The rest of the book is divided into three parts. Part one, "Zooming Out", deals with locating ourselves in the cosmos and/or multiverse. Part two, "Zooming In", looks for added perspective from quantum mechanics and particle physics. Part three, "Stepping Back", interweaves a scientific viewpoint with Tegmark's speculative ideas about the mathematical nature of reality. By the end of the book, Tegmark has hypothesized four different levels of multiverse. Tegmark also extensively discusses Hugh Everett III's many-worlds interpretation, in addition to the universal wave function and other ideas proposed by Everett.

According to Andrew Liddle, reviewing the book for Nature:The culmination that Tegmark seeks to lead us to is the "Level IV multiverse". This level contends that the Universe is not just well described by mathematics, but, in fact, is mathematics. All possible mathematical structures have a physical existence, and collectively, give a multiverse that subsumes all others. Here, Tegmark is taking us well beyond accepted viewpoints, advocating his personal vision for explaining the Universe.

==Reception==
Reviews of the book have generally praised Tegmark's writing and exposition of established physics, while often criticizing the content and speculativeness of his new "mathematical universe" hypothesis.

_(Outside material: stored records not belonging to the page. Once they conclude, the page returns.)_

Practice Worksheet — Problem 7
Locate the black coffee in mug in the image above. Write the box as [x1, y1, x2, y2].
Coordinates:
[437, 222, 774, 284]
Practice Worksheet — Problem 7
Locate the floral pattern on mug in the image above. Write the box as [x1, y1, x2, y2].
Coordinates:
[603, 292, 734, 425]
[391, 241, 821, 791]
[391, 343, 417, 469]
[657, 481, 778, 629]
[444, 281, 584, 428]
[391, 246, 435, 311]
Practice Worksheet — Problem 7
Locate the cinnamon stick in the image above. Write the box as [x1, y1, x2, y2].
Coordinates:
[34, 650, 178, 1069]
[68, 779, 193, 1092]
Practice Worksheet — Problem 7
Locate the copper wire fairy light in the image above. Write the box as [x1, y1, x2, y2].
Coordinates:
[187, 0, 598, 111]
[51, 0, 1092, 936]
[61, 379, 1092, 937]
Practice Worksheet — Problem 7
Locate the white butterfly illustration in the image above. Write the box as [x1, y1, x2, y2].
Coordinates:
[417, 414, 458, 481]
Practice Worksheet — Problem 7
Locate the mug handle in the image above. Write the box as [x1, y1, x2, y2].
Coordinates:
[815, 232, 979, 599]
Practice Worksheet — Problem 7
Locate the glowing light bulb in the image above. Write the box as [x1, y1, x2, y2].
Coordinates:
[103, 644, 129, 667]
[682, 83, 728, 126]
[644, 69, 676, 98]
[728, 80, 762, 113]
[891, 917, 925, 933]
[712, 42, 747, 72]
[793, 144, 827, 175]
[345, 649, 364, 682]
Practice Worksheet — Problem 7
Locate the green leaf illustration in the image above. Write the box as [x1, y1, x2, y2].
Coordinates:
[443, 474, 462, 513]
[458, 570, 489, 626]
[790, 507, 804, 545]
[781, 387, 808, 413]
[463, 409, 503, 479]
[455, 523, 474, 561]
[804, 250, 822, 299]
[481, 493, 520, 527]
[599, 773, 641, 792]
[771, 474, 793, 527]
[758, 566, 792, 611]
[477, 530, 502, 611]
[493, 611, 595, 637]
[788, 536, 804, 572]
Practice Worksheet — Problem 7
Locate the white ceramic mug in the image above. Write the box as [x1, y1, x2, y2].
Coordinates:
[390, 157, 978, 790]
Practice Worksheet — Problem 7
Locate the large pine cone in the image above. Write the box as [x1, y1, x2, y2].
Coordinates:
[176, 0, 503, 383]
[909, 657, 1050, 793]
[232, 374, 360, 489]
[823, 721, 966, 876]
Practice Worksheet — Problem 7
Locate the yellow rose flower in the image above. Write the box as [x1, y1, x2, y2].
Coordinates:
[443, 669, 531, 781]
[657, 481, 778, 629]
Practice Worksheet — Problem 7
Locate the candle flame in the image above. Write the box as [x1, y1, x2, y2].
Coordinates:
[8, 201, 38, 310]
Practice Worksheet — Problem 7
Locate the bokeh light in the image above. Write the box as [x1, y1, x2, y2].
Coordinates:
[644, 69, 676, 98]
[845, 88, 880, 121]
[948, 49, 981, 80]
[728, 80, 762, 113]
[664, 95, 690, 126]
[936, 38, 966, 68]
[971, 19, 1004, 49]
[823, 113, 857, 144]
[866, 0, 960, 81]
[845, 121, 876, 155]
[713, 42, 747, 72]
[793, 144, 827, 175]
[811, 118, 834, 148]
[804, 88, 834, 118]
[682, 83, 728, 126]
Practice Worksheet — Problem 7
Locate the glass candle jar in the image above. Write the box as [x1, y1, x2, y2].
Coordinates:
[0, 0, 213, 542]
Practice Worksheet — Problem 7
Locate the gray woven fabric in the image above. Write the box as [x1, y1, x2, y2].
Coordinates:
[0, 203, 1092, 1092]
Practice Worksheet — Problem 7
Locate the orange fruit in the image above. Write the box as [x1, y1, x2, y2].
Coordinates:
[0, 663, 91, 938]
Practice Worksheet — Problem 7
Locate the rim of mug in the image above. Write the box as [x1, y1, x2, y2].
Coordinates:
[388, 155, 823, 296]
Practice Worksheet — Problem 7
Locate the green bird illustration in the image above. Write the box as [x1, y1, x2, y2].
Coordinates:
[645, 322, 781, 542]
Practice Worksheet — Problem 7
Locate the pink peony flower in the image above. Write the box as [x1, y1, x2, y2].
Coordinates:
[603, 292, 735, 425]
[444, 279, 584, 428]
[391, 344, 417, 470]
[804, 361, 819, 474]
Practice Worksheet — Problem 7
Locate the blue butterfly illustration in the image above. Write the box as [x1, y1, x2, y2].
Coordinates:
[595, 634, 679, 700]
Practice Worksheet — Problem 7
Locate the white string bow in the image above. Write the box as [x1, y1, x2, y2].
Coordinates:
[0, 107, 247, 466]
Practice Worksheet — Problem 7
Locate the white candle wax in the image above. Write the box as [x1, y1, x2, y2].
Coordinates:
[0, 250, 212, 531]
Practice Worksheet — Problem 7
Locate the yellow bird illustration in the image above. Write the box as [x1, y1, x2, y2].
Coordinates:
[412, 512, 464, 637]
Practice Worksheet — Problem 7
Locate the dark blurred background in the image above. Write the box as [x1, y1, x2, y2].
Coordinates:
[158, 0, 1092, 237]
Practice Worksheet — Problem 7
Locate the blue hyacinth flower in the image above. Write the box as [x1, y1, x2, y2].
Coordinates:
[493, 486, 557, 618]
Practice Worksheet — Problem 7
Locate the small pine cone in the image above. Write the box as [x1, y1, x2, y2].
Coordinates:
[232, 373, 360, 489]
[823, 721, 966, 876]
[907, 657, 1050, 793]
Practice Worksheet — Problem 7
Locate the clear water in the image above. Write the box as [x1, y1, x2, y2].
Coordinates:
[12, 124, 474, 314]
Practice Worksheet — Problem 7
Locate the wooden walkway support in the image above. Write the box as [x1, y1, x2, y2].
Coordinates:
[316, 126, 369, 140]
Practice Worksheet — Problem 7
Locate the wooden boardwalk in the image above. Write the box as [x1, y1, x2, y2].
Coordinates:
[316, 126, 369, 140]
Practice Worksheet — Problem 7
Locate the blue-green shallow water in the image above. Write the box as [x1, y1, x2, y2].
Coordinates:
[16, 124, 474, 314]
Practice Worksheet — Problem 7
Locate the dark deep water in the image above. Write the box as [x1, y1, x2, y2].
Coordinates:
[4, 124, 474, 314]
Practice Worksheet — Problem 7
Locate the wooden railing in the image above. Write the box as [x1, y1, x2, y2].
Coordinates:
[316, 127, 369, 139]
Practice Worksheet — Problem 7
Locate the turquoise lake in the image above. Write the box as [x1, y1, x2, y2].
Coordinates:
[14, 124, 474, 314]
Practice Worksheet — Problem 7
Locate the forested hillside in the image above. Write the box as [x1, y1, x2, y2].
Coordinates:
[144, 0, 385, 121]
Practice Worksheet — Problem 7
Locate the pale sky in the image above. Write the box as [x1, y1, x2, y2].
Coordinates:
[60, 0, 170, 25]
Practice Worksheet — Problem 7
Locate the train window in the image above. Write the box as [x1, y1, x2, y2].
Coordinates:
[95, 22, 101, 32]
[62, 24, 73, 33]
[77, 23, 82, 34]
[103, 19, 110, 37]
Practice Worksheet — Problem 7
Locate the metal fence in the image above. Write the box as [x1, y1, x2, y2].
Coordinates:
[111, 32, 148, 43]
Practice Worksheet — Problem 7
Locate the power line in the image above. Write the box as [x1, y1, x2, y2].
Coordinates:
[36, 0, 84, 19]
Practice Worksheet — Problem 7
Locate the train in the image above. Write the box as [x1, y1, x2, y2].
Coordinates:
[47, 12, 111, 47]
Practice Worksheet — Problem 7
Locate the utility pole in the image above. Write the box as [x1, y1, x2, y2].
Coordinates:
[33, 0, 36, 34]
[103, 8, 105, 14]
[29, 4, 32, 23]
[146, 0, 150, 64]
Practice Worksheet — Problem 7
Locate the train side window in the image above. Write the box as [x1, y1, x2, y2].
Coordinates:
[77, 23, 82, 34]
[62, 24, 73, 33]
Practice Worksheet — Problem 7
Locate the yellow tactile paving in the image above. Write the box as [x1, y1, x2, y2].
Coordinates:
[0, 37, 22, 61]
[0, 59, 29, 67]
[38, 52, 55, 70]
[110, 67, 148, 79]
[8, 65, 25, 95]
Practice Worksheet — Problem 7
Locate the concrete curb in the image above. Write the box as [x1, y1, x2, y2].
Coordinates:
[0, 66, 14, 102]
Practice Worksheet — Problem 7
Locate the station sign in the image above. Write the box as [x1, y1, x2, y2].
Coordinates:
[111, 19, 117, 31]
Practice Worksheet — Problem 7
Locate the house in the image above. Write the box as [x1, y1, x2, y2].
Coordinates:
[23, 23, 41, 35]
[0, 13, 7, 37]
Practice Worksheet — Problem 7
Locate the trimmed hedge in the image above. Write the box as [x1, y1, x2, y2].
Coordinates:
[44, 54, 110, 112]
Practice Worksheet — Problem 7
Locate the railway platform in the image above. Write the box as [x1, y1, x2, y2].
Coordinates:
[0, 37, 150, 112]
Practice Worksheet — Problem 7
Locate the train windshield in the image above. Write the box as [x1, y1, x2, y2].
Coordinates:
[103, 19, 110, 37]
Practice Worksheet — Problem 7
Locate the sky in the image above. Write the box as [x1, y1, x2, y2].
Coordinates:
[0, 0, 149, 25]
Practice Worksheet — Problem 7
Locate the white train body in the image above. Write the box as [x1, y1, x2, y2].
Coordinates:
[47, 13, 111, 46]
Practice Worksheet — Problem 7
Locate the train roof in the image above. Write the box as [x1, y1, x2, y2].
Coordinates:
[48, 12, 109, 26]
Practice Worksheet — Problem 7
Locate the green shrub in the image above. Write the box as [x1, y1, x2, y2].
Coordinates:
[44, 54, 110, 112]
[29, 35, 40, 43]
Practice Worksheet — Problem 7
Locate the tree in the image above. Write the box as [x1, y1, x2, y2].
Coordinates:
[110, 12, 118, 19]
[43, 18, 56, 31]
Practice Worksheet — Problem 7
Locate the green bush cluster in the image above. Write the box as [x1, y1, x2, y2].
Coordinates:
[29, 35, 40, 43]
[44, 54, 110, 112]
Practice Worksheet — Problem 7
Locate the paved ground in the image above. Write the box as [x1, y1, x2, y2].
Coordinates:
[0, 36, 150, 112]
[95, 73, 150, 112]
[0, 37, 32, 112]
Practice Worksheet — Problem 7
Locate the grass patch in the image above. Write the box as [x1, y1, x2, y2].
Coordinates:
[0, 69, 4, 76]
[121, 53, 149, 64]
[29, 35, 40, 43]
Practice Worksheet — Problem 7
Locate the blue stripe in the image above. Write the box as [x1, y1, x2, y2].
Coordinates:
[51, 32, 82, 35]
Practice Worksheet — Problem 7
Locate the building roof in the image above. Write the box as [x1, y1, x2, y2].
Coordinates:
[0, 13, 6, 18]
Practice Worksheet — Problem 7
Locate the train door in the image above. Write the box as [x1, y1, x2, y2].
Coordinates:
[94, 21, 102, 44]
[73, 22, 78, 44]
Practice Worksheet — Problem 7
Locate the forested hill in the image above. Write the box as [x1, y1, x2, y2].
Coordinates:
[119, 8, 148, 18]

In a very positive review, Clive Cookson in The Financial Times wrote that "physics could do with more characters like Tegmark" and that his book "should engage any reader interested in the infinite variety of nature." Giles Whitsell in The Times described the book as "mind-bending". Peter Forbes in The Independent praised the last chapter of the book, on the risks of extinction humanity faces, as "wise and bracing".

Brian Rotman, writing for The Guardian, was unconvinced by Tegmark's conclusions but also wrote that the book is "at the cutting edge of cosmology and quantum theory in friendly and relaxed prose, full of entertaining anecdotes and down-to-earth analogies." Similarly, cosmologist Andrew Liddle, in Nature, summarized: This is a valuable book, written in a deceptively simple style but not afraid to make significant demands on its readers, especially once the multiverse level gets turned up to four. It is impressive how far Tegmark can carry you until, like a cartoon character running off a cliff, you wonder whether there is anything holding you up.

Mathematical physicist Edward Frenkel, writing for The New York Times, alleged that the meaning of Tegmark's hypothesis "is a big question, which is never fully answered" and said that parts of the book "[pretend] to stay in the realm of science" while actually espousing "science fiction and mysticism". In a positive review, cosmologist Andreas Albrecht, writing for SIAM Review, criticized Tegmark's proposed test of the "mathematical universe" hypothesis (the hypothetical identification of physical phenomena which cannot be described mathematically) as meaningless. In a review written for The Wall Street Journal, physicist Peter Woit said that the problem with Tegmark's proposal is "not that it's wrong but that it's empty" and "radically untestable". In Physics Today, Francis Sullivan particularly praised Tegmark's explanation of the theory of inflation but criticized his purportedly physical application of Emile Borel's theorem on normal numbers, and regarded his overall argument as circular. In New Scientist, Mark Buchanan contrasted what he saw as the "uninhibited speculation" in parts of Tegmark's book with his earlier "hard, empirical" work which established him as a physicist.

In The New York Times, science writer Amir Alexander concluded that the book is "brilliantly argued and beautifully written" and "never less than thought-provoking", although Tegmark's hypothesis is "simply too far removed from the frontiers of today's mainstream science" to judge its legitimacy.